Anne Fadiman's The Spirit Catches You and You Fall Down: A Hmong Child, Her American Doctors, and the Collision of Two Cultures (Noonday Press, 1997) is widely used in "cultural competence" efforts within U.S. medical school curricula. This article addresses the relationship between theory, narrative form, and teaching through a close critical reading of that book that is informed by theories of tragedy and ethnographies of medicine. I argue that The Spirit Catches You is so influential as ethnography because it is so moving as a story; it is so moving as a story because it works so well as tragedy; and it works so well as tragedy precisely because of the static, reified, essentialist understanding of "culture" from which it proceeds. If professional anthropologists wish our own best work to speak to "apparitions of culture" within medicine and other "cultures of no culture," I suggest that we must find compelling new narrative forms in which to convey more complex understandings of "culture."

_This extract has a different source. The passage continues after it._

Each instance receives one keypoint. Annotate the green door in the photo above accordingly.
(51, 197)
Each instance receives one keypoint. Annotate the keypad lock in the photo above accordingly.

安妮·法迪曼所著的《魂归伤膝谷:一个苗族儿童、她的美国医生以及两种文化的碰撞》(诺顿出版社,1997年)在美国医学院校课程的“文化能力”培养中被广泛使用。本文通过对该书进行细致的批判性阅读,探讨理论、叙事形式与教学之间的关系,这种阅读受到悲剧理论和医学民族志的启发。我认为,《魂归伤膝谷》作为民族志如此具有影响力,是因为它作为一个故事如此动人;它作为一个故事如此动人,是因为它作为悲剧如此成功;而它作为悲剧如此成功,恰恰是因为它所基于的对“文化”的静态、固化、本质主义的理解。如果专业人类学家希望我们自己的最佳作品能够与医学领域以及其他“无文化的文化”中的“文化幽灵”对话,我建议我们必须找到引人入胜的新叙事形式,以便传达对“文化”更复杂的理解。